White-Stallion-April-19-26-09-553The Characteristics of Prey Animals and Predators

Horses are prey animals…

  • Prey animals are eaten by predators.
  • They have eyes on the side of their head.
  • They have bilateral, not binocular vision, and they don’t measure distance very well.
  • They are vegetarians, they eat grass and smell like grass.
  • Prey animals don’t walk in straight lines.

Predators have…

  • Eyes in the front of their head.
  • Predators eat prey animals.
  • Predators have binocular vision so they can measure distances, which allows them to gauge the distance to their prey.

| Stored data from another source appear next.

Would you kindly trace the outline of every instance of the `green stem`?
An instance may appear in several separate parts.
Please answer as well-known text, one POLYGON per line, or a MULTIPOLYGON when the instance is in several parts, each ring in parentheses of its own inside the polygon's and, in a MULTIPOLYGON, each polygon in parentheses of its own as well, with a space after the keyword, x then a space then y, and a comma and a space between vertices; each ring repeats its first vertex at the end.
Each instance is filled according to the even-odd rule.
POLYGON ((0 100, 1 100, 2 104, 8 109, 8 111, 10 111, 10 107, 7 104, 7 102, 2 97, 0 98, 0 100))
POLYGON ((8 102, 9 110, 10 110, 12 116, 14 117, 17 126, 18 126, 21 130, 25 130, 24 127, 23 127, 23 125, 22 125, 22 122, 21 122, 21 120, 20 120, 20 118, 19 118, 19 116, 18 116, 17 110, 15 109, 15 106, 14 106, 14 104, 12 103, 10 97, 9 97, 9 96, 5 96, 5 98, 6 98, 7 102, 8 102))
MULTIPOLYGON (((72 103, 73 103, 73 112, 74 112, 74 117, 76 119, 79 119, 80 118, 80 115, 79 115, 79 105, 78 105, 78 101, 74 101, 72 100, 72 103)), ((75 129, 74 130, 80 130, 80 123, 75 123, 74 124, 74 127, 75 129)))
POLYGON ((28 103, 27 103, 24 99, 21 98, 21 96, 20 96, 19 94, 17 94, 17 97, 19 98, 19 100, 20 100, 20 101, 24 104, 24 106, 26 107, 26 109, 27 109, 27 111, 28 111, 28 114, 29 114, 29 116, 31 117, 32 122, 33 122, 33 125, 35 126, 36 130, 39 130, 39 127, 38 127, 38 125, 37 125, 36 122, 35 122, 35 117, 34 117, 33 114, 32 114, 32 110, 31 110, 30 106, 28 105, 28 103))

Predators look at prey animals sneak up on them and when they are close enough, they jump up, run the prey animal down and eat them.
  • Predators eat meat and smell like meat.
  • Predators walk in straight lines.

Humans are predators!

Principals we use to teach horses

  • Horses are prey animals and should be communicated with in a language they understand.
  • Horses are better taught using prey animal psychology as opposed to predator psychology.
  • Horses are motivated by safety, comfort, play and food, mares and stallions are also motivated by the desire to reproduce.
  • Horses are herd animals and are natural followers who prefer to follow dependable leaders.
  • Horses move from discomfort to comfort.
  • Horses are into pressure animals, in other words they naturally push against pressure.
  • We teach horses to yield by applying pressure to the horse and releasing the pressure when the horse yields. (a yield is four ounces of pressure or less, more than four ounces is just a submission)

It is important to remember, the horse learns from the release, not from the pressure. If you don’t release promptly and crisply the horse will not know he has done what you have asked.